Moderators of The Liking Bias in Judgments of Moral Character

Bocian, K. Baryla, W. & Wojciszke, B. 
Personality and Social Psychology Bulletin. 


Previous research found evidence for a liking bias in moral character judgments because judgments of liked people are higher than those of disliked or neutral ones. The present article sought conditions moderating this effect. In Study 1 (N = 792), the impact of the liking bias on moral character judgments was strongly attenuated when participants were educated that attitudes bias moral judgments. In Study 2 (N = 376), the influence of liking on moral character attributions was eliminated when participants were accountable for the justification of their moral judgments. Overall, these results suggest that even though liking biases moral character attributions, this bias might be reduced or eliminated when deeper information processing is required to generate judgments of others’ moral character. Keywords: moral judgments, moral character, attitudes, liking bias, accountability.

General Discussion

In this research, we sought to replicate the past results that demonstrated the influence of liking on moral character judgments, and we investigated conditions that could limit this influence. We demonstrated that liking elicited by similarity (Study 1) and mimicry (Study 2) biases the perceptions of another person’s moral character. Thus, we corroborated previous findings by Bocian et al. (2018), who found that attitudes bias moral judgments. More importantly, we showed conditions that moderate the liking bias. Specifically, in Study 1, we found evidence that forewarning participants that liking can bias moral character judgments weaken the liking bias two times. In Study 2, we demonstrated that the liking bias was eliminated when we made participants accountable for their moral decisions. 

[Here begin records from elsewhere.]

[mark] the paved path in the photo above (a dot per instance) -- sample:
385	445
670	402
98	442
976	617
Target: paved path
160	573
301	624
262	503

By systematically examining the conditions that reduce the liking influences on moral character attributions, we built on and extended the past work in the area of moral cognition and biases reduction. First, while past studies have focused on the impact of accountability on the fundamental attribution error (Tetlock, 1985), overconfidence (Tetlock & Kim, 1987), or order of information (Schadewald & Limberg, 1992), we examined the effectiveness of accountability in debiasing moral judgments. Thus, we demonstrated that biased moral judgments could be effectively corrected when people are obliged to justify their judgments to others. Second, we showed that educating people that attitudes might bias their moral judgments, to some extent, effectively helped them debiased their moral character judgments. We thus extended the past research on the effectiveness of forewarning people of biases in social judgment and decision-making (Axt et al., 2018; Hershberger et al., 1997) to biases in moral judgments.